Returning to the track following the cessation of hostilities, Horsfall drove the 'Black Car' to victory in the 1946 Belgian Sports Car Grand Prix.

In 1948 he and co-driver Leslie Johnson won the Spa 24 Hours race, sharing a prototype Aston Martin 2-Litre Sports car. Also in 1948 he entered EML129 in the Hill Climb at Luton Hoo and posted the fastest time for an unsupercharged 2 litre car.

In 1949 he converted EML129 back into sports car specification and entered the Spa 24 hour race as a privateer. While he had Paul Frère as a co-driver (who had not driven the car at all), he chose to drive the car for the entire 24 hours single-handed. He finished the race 2nd in class and 4th overall and completed a longer distance than in the works car the year before. Many commentators have considered this to be one of his finest achievements.
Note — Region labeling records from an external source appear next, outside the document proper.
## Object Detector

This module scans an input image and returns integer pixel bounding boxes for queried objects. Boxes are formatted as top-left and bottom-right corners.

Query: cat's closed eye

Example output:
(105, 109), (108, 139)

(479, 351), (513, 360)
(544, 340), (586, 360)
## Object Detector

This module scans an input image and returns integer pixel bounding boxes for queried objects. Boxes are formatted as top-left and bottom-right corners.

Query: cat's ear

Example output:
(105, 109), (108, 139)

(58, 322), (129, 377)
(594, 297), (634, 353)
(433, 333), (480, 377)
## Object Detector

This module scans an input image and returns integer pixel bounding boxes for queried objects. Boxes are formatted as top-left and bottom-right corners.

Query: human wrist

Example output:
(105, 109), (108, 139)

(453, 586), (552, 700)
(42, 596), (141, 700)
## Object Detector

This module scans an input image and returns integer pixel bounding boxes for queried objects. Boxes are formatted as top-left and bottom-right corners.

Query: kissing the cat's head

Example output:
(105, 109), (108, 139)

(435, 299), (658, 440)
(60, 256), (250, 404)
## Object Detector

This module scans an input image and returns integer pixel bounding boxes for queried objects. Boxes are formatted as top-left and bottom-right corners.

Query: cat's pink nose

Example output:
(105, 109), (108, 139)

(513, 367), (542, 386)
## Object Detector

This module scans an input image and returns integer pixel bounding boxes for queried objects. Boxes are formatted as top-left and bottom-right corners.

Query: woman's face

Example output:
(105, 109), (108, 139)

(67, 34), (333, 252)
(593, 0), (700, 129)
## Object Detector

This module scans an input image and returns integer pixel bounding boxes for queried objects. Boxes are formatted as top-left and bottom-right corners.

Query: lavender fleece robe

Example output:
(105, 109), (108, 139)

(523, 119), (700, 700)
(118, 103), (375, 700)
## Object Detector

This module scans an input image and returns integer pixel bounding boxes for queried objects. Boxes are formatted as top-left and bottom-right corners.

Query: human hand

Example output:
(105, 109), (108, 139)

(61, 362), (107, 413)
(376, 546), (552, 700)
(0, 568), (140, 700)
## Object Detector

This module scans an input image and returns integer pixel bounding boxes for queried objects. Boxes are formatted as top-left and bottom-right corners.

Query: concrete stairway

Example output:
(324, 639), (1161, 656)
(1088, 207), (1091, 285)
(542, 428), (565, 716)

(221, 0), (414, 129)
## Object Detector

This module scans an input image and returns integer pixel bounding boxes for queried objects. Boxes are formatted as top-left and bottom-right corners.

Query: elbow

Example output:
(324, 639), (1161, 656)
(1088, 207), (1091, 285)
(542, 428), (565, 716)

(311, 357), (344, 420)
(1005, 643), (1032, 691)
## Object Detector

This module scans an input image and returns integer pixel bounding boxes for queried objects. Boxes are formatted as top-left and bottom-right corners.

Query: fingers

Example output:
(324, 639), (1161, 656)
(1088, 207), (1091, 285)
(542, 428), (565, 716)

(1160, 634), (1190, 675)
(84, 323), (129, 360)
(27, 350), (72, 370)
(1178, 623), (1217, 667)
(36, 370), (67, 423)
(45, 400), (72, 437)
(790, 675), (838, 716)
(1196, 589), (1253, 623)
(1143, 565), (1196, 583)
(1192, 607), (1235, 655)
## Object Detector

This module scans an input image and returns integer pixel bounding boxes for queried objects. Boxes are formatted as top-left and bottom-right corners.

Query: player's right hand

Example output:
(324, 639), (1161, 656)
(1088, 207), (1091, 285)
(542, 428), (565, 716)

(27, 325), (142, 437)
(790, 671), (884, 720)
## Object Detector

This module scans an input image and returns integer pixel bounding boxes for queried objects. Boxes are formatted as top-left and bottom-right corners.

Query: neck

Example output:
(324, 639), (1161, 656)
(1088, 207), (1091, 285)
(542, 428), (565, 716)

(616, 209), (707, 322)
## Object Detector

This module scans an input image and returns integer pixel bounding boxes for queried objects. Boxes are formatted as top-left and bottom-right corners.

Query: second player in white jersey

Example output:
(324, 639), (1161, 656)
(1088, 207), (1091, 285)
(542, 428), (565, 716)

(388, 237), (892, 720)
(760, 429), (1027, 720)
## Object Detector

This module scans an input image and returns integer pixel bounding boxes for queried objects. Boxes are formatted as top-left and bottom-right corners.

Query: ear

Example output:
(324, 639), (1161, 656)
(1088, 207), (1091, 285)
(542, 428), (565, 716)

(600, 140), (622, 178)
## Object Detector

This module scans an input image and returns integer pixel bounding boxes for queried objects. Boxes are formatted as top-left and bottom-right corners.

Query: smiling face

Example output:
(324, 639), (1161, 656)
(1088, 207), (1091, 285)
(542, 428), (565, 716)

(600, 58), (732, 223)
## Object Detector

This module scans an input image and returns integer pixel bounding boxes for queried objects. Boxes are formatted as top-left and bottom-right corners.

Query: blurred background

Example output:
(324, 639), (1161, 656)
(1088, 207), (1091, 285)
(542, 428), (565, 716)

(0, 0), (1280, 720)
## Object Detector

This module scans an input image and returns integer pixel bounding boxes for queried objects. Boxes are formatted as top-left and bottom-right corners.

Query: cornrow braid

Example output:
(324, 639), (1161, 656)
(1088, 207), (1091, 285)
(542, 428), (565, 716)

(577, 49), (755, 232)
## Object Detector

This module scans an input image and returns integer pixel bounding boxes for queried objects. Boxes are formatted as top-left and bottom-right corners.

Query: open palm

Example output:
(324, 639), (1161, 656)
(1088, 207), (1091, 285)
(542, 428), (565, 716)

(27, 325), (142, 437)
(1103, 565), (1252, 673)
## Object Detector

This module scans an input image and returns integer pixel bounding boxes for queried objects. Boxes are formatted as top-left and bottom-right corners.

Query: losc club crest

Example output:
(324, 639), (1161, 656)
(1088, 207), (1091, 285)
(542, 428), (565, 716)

The car from then onwards became known as the 'Spa Special'.

==Death==
St John Horsfall was killed in an accident while driving an ERA racing car in the 1949 BRDC International Trophy race at Silverstone Circuit. Having finished in sixth place in the first 20-lap heat, on lap 13 of the 30-lap final race he clipped a straw bale at Stowe Corner and the car rolled. Unfortunately for Horsfall, he was trapped in the car as it rolled and his resultant injuries proved fatal.

==Legacy==
The Aston Martin Owners Club holds an annual race meeting in his memory.